Schiavone 1455-60 galleria sabauda turin photo Jean Louis MazièresVierge à l’Enfant
Giorgio di Tomaso Schiavone, 1455-60, Galleria Sabauda, Turin (photo Jean Louis Mazières)

Cette composition truffée d’éléments antiquisants (amours ailés, guirlandes, marbres) est une oeuvre de jeunesse de Schiavone, alors qu’il travaillait à Padoue dans l’atelier de Squarcione. Les fruits relèvent de l’autre grand apport de Squarcione, l’illusionnisme des objets placés au premier plan, parmi lesquels il faut compter les deux autres inventions probables de l’atelier, le cartellino portant la signature et la mouche en trompe-l’oeil.

Ici tous les détails se cumulent de manière scolaire, sans cohérence d’ensemble et de manière bizarre :

  • la Vierge repousse le livre fermé d’une main dédaigneuse,
  • le Christ semble vouloir écraser le chardonneret,
  • les deux amours de premier plan tiennent à plat dans la main droite un petit disque métallique, l’un affublé d’une mouche dans le dos et l’autre tenant une cerise.

Tous ces détails s’éclairent si on suppose que Schiavone a voulu illustrer, d’une manière nouvelle et trop ambitieuse pour ses moyens, le thème de la Madone triste :

  • voilà pourquoi elle repousse le livre, qui annonce ce qui va arriver ;
  • pourquoi l’enfant malmène le chardonneret, prédestiné par sa tâche rouge à venir se poser entre les épines de la couronne ;
  • quant aux amours du premier plan, je crois qu’ils tiennent de petits miroirs divinatoires dans lequel ils voient, au delà de l’Enfant, son futur tragique [15a].

Enfin, de part et d’autre de la composition, la mouche et la cerise forment un pas de deux maléfique, sur le thème de la Tentation, comme nous l’avons vu dans le portrait de couple du Maître de Francfort.

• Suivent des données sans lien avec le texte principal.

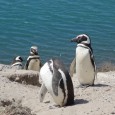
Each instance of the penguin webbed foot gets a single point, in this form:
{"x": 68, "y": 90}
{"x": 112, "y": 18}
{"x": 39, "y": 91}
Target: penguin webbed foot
{"x": 84, "y": 85}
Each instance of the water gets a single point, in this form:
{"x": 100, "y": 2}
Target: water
{"x": 51, "y": 24}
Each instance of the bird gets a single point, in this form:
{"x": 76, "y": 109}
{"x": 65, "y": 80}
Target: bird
{"x": 85, "y": 63}
{"x": 33, "y": 60}
{"x": 57, "y": 81}
{"x": 17, "y": 63}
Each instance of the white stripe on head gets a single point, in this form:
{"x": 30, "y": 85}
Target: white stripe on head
{"x": 17, "y": 58}
{"x": 84, "y": 35}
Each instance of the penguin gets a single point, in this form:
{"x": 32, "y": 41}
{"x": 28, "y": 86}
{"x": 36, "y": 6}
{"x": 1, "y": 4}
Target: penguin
{"x": 85, "y": 63}
{"x": 33, "y": 61}
{"x": 17, "y": 63}
{"x": 57, "y": 81}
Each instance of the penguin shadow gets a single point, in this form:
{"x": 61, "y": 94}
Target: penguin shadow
{"x": 100, "y": 85}
{"x": 80, "y": 101}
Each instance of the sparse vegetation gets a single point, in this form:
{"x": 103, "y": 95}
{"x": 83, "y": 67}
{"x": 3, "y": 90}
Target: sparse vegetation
{"x": 106, "y": 67}
{"x": 14, "y": 108}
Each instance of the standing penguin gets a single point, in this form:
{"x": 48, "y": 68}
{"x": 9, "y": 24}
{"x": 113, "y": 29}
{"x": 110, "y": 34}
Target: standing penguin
{"x": 17, "y": 63}
{"x": 85, "y": 64}
{"x": 57, "y": 81}
{"x": 33, "y": 61}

Tout ce passe comme si, dans ce premier opus, Schiavone mettait en place, à l’emporte-pièce et sous forme de brouhaha, un vocabulaire symbolique qu’il utilisera par la suite de manière plus parcimonieuse.


Un détail antiquisant


Giorgio_di_Tomaso_Schiavone_-_Madonna_and_Child_with_Angels_- National Gallery 1456-61 Giorgio_di_Tomaso_Schiavone_-_Madonna_and_Child_with_Angels_- National Gallery 1456-61 detail bulle

Vierge à l’Enfant avec deux anges, Giorgio di Tomaso Schiavone, 1456-61, National Gallery

Sur le cartellino maintenant très visible, Schiavone se réclame fièrement comme disciple de Squarcione, à côté d’une mouche aux ailes partiellement effacées (si c’était un perce-oreille, les pinces serait à l’arrière).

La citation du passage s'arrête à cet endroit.